Troubles Coming in Battalions

Even given the remote possibility that the General might still think that he is politically secure, your Blogger has bad news for him.

In politics ‘reality’ comes a second place to ‘perception’. What people perceive – whether it be right or wrong - soon ends up forming future ‘reality’.

Truth is that right now everyone perceives Musharraf as damaged goods.

There is an appropriate Shakespearean quote from Hamlet for Musharraf’s current travails:

When sorrows come, they come not single spies, but in battalions.

Now even the overseas press has begun to write him off.

Yesterday I blogged what the New York Times, and The Times (UK) had to say. Now here are damaging excerpts from articles in Time magazine and The Guardian.

Commenting on the news that burka-clad women raided a brothel and kidnapped an alleged madam "Auntie Shamim", two other women and a six-month-old girl The Guardian said:

Parts of Pakistan are slipping from the control of Gen Musharraf, who is also grappling with the crisis triggered by his showdown with chief justice Iftikhar Muhammad Chaudhry.
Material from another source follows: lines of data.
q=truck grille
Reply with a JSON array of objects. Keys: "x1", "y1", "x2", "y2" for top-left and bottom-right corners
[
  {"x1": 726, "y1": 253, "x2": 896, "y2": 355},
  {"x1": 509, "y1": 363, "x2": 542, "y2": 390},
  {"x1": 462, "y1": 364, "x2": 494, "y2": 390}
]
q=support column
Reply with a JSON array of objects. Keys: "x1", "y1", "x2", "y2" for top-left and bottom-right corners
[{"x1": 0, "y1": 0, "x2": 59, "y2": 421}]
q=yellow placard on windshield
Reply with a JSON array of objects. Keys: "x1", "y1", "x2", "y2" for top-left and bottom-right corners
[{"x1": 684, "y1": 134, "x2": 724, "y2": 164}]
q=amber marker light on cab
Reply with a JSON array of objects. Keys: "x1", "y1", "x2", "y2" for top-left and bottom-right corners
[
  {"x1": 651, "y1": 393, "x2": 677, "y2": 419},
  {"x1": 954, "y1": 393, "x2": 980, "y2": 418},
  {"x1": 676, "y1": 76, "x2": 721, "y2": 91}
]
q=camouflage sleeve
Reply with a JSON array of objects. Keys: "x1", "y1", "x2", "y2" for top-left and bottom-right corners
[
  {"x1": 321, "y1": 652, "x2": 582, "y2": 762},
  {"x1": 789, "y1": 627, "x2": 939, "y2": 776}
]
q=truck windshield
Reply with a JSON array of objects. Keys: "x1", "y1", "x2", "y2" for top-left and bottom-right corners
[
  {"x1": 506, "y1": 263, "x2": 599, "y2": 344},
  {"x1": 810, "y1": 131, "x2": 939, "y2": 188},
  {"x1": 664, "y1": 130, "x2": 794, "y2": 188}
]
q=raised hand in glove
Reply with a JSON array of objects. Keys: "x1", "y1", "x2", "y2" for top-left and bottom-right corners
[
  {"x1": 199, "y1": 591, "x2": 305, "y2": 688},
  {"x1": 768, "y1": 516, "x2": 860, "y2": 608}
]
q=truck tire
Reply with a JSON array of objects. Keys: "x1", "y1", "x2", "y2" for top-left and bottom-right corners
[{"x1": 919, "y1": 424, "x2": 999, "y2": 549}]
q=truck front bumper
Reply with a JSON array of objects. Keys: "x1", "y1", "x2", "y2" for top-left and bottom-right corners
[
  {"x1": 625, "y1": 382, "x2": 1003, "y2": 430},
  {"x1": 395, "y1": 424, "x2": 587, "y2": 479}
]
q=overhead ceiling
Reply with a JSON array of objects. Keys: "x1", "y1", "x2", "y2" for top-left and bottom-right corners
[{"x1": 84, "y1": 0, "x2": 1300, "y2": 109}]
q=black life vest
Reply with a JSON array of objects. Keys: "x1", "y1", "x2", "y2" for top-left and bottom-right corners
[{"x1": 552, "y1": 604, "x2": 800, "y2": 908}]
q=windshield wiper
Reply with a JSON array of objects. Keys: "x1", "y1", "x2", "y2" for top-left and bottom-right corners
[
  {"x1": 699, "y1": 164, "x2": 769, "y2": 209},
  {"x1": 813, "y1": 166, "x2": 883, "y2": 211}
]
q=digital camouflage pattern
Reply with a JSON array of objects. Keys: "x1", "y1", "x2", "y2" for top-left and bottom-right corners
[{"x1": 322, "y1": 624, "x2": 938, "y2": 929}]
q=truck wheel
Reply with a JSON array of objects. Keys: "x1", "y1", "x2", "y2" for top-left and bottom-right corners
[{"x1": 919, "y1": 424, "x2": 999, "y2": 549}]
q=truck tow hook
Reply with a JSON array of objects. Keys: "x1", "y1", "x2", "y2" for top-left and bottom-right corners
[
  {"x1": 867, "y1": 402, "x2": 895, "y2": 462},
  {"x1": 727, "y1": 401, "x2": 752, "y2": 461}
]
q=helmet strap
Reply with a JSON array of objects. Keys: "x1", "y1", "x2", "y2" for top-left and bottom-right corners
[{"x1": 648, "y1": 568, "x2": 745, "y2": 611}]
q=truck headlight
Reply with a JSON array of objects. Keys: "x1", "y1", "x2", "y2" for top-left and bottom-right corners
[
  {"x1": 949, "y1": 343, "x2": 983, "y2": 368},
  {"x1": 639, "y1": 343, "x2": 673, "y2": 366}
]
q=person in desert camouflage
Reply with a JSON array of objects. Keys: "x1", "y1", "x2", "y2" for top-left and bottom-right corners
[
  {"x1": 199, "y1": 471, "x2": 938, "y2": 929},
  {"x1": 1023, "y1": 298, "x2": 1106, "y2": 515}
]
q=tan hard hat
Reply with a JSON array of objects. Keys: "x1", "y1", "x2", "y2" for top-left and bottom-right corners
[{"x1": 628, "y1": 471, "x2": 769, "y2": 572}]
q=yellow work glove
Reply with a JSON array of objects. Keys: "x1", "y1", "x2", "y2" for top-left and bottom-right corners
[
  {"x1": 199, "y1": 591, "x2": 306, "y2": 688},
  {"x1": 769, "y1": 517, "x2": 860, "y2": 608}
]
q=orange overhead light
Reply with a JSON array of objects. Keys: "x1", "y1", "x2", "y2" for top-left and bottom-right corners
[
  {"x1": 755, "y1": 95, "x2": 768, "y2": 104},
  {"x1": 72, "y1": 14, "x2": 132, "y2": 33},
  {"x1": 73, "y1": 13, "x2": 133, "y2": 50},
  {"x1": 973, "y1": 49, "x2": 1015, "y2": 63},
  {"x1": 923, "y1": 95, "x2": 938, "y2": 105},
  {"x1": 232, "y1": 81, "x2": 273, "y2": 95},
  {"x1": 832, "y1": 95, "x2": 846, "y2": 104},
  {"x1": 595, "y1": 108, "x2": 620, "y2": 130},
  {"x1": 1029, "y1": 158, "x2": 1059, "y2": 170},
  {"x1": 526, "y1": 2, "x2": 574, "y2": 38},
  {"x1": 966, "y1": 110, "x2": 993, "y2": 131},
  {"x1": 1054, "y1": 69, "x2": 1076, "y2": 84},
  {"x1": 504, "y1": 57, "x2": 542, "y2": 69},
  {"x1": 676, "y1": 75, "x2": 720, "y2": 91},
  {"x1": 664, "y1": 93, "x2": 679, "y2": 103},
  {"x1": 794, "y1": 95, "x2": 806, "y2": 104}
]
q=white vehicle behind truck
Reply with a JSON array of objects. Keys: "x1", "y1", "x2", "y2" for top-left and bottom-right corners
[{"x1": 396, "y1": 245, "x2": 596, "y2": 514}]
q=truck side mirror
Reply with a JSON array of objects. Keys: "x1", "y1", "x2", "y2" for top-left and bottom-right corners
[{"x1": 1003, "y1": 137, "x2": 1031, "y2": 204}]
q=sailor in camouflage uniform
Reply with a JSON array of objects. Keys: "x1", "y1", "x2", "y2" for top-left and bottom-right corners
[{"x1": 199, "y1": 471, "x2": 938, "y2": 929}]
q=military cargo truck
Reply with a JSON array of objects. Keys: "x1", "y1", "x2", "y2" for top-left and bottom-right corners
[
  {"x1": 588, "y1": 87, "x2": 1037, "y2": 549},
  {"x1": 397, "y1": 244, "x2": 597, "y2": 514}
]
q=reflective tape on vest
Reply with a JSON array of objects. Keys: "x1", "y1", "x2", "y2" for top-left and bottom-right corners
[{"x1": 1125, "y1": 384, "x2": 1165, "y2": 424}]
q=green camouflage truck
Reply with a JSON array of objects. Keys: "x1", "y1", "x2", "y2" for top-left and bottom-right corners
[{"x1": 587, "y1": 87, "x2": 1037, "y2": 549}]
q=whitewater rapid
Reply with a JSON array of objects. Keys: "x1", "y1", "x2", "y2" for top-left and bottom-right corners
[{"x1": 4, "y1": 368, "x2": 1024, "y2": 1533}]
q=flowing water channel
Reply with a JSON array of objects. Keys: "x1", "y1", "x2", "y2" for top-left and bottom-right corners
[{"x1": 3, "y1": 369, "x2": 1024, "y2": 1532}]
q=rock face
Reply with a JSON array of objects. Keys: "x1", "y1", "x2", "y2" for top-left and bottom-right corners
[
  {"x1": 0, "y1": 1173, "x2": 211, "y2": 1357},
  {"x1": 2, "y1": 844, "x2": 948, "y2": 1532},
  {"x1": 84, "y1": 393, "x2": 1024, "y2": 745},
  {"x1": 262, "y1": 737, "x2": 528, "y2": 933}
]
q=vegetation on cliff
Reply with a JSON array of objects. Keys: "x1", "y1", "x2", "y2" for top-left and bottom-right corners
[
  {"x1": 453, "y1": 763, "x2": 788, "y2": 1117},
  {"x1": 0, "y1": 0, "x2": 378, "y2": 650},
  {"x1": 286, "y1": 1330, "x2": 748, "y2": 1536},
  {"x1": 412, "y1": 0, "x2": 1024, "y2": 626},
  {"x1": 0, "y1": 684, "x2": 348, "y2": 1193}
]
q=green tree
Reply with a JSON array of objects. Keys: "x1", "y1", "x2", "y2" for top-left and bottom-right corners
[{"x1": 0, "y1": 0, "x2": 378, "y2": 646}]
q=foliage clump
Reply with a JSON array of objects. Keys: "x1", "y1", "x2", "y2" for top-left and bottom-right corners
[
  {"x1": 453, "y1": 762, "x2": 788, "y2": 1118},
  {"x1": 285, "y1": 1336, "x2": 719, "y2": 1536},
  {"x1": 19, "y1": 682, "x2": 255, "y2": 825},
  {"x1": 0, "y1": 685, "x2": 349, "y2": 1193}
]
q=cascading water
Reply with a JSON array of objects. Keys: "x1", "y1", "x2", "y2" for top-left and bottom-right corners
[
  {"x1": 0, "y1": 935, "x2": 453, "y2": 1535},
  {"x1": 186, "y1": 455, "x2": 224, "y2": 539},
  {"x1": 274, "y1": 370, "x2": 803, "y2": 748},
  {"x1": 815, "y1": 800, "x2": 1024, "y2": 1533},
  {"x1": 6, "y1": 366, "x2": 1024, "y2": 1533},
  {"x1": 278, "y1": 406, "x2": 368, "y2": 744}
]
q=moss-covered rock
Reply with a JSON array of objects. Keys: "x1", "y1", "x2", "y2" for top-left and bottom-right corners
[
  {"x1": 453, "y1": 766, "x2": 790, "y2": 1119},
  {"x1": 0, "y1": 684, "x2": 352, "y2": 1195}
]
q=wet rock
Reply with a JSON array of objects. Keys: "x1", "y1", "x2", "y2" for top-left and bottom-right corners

Describing the same event, Time magazine has come out with: Is Musharraf Losing His Grip? And said:

Musharraf has always tried to convince the West that he is all that stands between it and nuclear-armed mullahs. Hence the temptation to invoke al-Qaeda as a source of what are clearly very local political troubles. But as novelist Moshin Hamid wrote in the New York Times this week, "Pakistan is both more complicated and less dangerous than America has been led to believe. General Musharraf has portrayed himself as America's last line of defense in and angry and dangerous land. In reality, the vast majority of Pakistanis want nothing to do with violence." Only 13% of Pakistanis supported the fundamentalist parties in the last election, and all indications are that the country's most powerful institution, the military, supports the policies of "enlightened moderation" advocated by Musharraf.

So, even if the general were to lose power in a democratic elections, the chances are that Pakistan would continue on the same faltering path set by the general when he took power in 1999. However, if he continues interfering with democratic processes by suspending judges, cracking down on the media and instituting martial law, he could more easily fall victim to the radical forces he claims to be resisting. The harder Musharraf squeezes, the more the radicals have to gain. "The time has come for him to begin thinking of a transition," writes Hamid. "And for Americans to realize that, scare stories notwithstanding, a more democratic Pakistan might be better not just for Pakistanis but for Americans as well."